Может быть, сегодня он вернется в Сутру...

Стоило Талискеру подумать об этом, как из-за валуна выскочил заяц. Определенно заяц, а не кролик. Зверек остановился в нескольких футах от джипа и уселся столбиком. Длинные усы подрагивали, на них повисли капельки растаявшего снега, поблескивающие в утреннем свете. Талискеру всегда нравились зайцы: в них было особенное, спокойное достоинство, отличавшее этих зверюшек от их собратьев-кроликов. Он восхищенно улыбнулся. В этот момент снова загавкала собака, и заяц метнулся в укрытие.

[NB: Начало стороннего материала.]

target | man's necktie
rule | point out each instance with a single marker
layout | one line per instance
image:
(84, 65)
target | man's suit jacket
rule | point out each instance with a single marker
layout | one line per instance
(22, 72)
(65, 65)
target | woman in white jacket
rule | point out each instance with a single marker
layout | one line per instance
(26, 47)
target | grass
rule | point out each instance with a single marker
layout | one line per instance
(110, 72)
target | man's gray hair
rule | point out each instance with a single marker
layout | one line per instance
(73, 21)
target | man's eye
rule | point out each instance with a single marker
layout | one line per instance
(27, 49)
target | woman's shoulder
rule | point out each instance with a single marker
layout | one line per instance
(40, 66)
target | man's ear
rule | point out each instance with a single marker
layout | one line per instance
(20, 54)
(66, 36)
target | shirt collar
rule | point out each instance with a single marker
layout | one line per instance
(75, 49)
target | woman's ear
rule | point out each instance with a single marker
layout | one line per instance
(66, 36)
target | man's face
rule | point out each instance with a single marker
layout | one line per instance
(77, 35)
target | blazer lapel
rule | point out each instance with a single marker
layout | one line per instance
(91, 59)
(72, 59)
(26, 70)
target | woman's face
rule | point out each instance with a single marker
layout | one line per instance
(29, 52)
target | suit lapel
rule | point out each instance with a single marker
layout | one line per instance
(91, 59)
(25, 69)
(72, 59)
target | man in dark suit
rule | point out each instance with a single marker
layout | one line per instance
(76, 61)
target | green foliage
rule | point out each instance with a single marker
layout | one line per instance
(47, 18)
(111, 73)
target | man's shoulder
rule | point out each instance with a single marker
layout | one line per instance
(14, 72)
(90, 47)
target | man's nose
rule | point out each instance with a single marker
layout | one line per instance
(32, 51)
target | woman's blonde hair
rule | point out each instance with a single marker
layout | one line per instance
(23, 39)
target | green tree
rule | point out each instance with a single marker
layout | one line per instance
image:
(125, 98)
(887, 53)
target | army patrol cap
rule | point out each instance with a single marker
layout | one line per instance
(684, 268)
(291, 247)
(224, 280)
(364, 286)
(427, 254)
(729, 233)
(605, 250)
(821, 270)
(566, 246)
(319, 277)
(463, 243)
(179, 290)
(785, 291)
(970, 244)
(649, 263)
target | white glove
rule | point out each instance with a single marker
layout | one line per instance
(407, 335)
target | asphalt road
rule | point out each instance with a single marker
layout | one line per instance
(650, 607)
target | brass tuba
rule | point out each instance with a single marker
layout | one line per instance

Не то чтобы Талискер верил в приметы, но предзнаменование определенно доброе.

— Талискер!

Он подскочил от неожиданности, услышав голос за спиной. Йиска и Родни выбрались из палатки, в которой они ночевали, и приблизились к машине.

— Доброе утро, — улыбнулся Талискер.

Эта парочка напоминала скаутов-переростков, собравшихся в поход. На плечах Йиски висел плотно набитый рюкзак, который до этого ехал в багажнике джипа. Родни тоже нес на спине объемистый сверток, однако Талискер не мог понять, что это такое, поскольку вещи были обернуты большим куском оленьей кожи.

— Пора выдвигаться, — сказал Родни без предисловий. — Шаман ушел, и никто не помешает нам войти в пещеру...

— Что, даже не позавтракаем?..

— ... но у людей могут возникнуть вопросы, — невозмутимо закончил Родни.

Талискер немедленно ощутил укол совести. У навахо не принято перебивать друг друга, и каждый из собеседников всегда дослушивал говорившего до конца. Возможно, именно поэтому в речи навахо было мало «сорных» слов и междометий, которые так замусоривают западную речь.

В молчании они пересекли поле, отделявшее их от пещеры Мумии. В предутреннем свете утес, нависший над входом, казался угрюмым человеческим лицом с нахмуренными бровями и скорбно изогнутым ртом. Изнутри долетал запах влажного камня и трав. Талискер немного помедлил, прежде чем войти внутрь.

— Все в порядке, Талискер? — спросил Йиска.

— Да. Я просто думаю, что стоило бы попрощаться с Эффи.